Additionally, on nights when the club was open, calls regarding the club occupied half of the area's police force and required the presence of twelve to eighteen police cars. Fights, spilling out into the street, were frequent; neighborhood residents complained of public urination, fighting, and obstruction of the sidewalk. A petition bearing 2,200 signatures urged that the club be closed because it served alcohol to the city's youth and brought violence to the community.
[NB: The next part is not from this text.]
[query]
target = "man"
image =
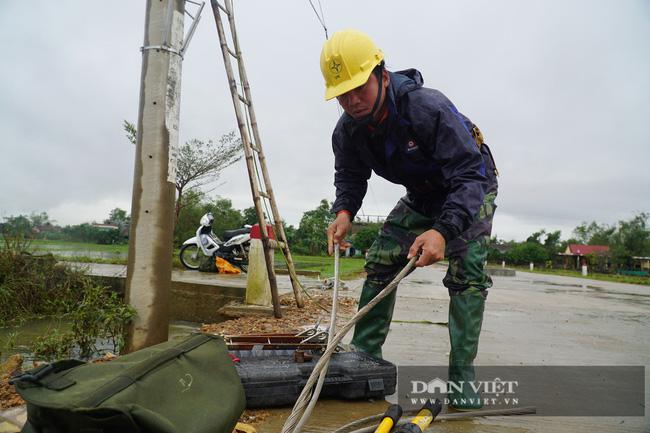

Witnesses on behalf of River Road testified to club policies against weapons and drugs, and it provided evidence that it hired bouncers to screen patrons and enforce those policies. Security cameras were in place inside and outside the club, and wanding was utilized to check for weapons. The police witnesses testified to no arrests at the club for drug or weapons crimes. Additionally, River Road provided evidence that it required identification, and it placed wrist bands on juvenile patrons so they would not be served alcohol. However, evidence disclosed that the steps taken by River Road were insufficient to eliminate frequent disturbances and substantial under-age drinking. On the night of the homicide, the club had been asked by the police to close early, because the atmosphere there appeared to be particularly tense. The club was closed when the shooting took place. However, earlier, security at the club had been lax. Multiple fights had occurred, and the victim had been observed by the club manager taking off his t-shirt to prepare for a fight over a female patron. He was escorted from the club and later shot in the neck. At the time of the stabbing and shooting, Camden did not prohibit the presence of minors in bars, but required that they be accompanied by an adult. Subsequently, it passed an ordinance barring the presence of juveniles in such locations.

Our review of the record in light of the legal standards properly and exhaustively set forth by ALJ Scarola in her written opinion satisfy us that the orders of the Camden ABC were reasonably supported by the evidence presented, and we affirm the ALJ's determination that River Road was operating a licensed premises in such a manner as to constitute a nuisance in violation of N.J.A.C. 13:2-23.6(b) substantially on the basis of ALJ Scarola's factual and legal analysis as supplemented in the opinion of the Director following receipt of exceptions to the ALJ's decision.

We add only the following: "A licensee is responsible to maintain control of its patrons and its licensed and surrounding premises." Antoine Servs., Inc. v. Mun. Bd. of ABC, City of Linden, 97 N.J.A.R.2d (ABC) 9, *18-19 (1996) (citing In re Nathan's Realty, Inc., 96 N.J.A.R.2d (ABC) 25 (1996)). This strict rule is justified because "[t]he liquor business is an exceptional one and courts have always dealt with it exceptionally." Borough of Fanwood v. Rocco, 33 N.J. 404, 411 (1960) (citing X-L Liquors v. Taylor, 17 N.J. 444, 449 (1955); Mazza v. Cavicchia, 15 N.J. 498, 505 (1954); Paul v. Gloucester Cnty., 50 N.J.L. 585, 595 (E. & A. 1888)). The State's police power to regulate the sale of intoxicating liquors "is practically limitless." Blanck v. Mayor & Borough Counsel of Magnolia, 38 N.J. 484, 490 (1962) (citing Borough of Fanwood, supra, 33 N.J. at 411; Meehan v. Bd. of Excise Comm'rs, 73 N.J.L. 382, 386 (Sup. Ct. 1906), aff'd, 75 N.J.L. 557 (E. & A. 1908)).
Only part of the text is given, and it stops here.